Но произошло и памятное событие, я познакомился с великим казахстанским актером, ныне занимающим должность директора ТЮЗа Гани Кулжановым, нашим несравненным «Джохой» из сериала «Перекрёсток».

Именно в Русском драмтеатре произошла встреча, назначение которой мне стало понятно лишь спустя какое-то время…

После одной из премьер я стоял в холле, провожая знакомых, которые взялись аккуратно посещать театр, благодаря моим пригласительным.

Проводив последних, вернулся в свой кабинет и стал готовить рецензию для прессы.

Постучали в дверь.

– Войдите, открыто! – крикнул я, не отрываясь от монитора.
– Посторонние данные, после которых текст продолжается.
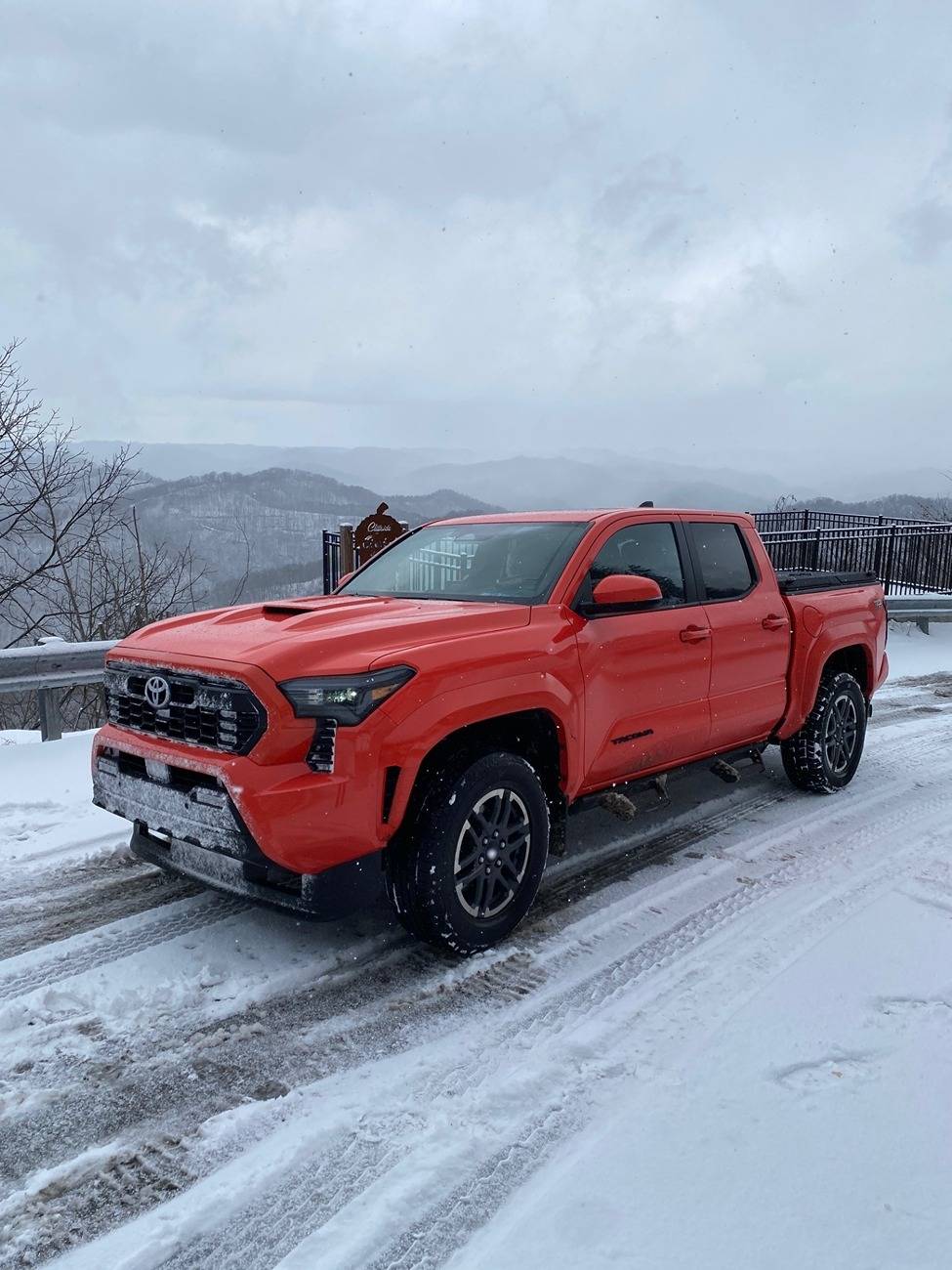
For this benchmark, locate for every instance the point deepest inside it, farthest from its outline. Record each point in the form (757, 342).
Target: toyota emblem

– Здравствуй, – услышал я знакомый голос.

Передо мной стояла высокая, полная, даже слегка рыхловатая женщина, одетая во всё белое. Её гладкое моложавое лицо кого-то смутно напоминало.

Всего лишь напоминало.

– Здравствуйте, – ответил вежливо, как завлит. Я посчитал, что это одна из сумасшедших авторов, которые осаждали меня здесь, наперебой предлагая свои «актуальные» пьесы.

– Вы что-то хотели? – также вежливо спросил я.

– Ты меня не узнаешь? – она села в кресло, улыбаясь.

Я вгляделся повнимательней.

– Простите, не припомню.

– Разве я так сильно изменилась?

– А вы ничего не перепутали? – ответил я вопросом.

– Я – она, понимаешь?

– Понимаю, что не «он», – сказал я, теряя терпение. – Что вам угодно?

– Да, ты уже не тот, – сказала женщина, усмехнувшись, и критически меня оглядев. – Ты существенно возвысился над всем этим и уже почти приобрёл необходимый статус. Так было и со мной. Но у нас ошибок не прощают, а я их насовершала достаточно. В результате, не смогла уберечься. Тогда и ты меня не спас. Ты сам был наивен и беззащитен.

– Вы меня с кем-то путаете, – возразил я на её монолог. – Я вас впервые в жизни вижу.

– Тебе знакомо имя «Йен»?

Я вздрогнул.

– Знакомо! – обрадовалась женщина.

– Да, – ответил я, уже взяв себя в руки. – Я очень уважаю произведения Анджея Сапковского. Это одна из его героинь. Ничего более.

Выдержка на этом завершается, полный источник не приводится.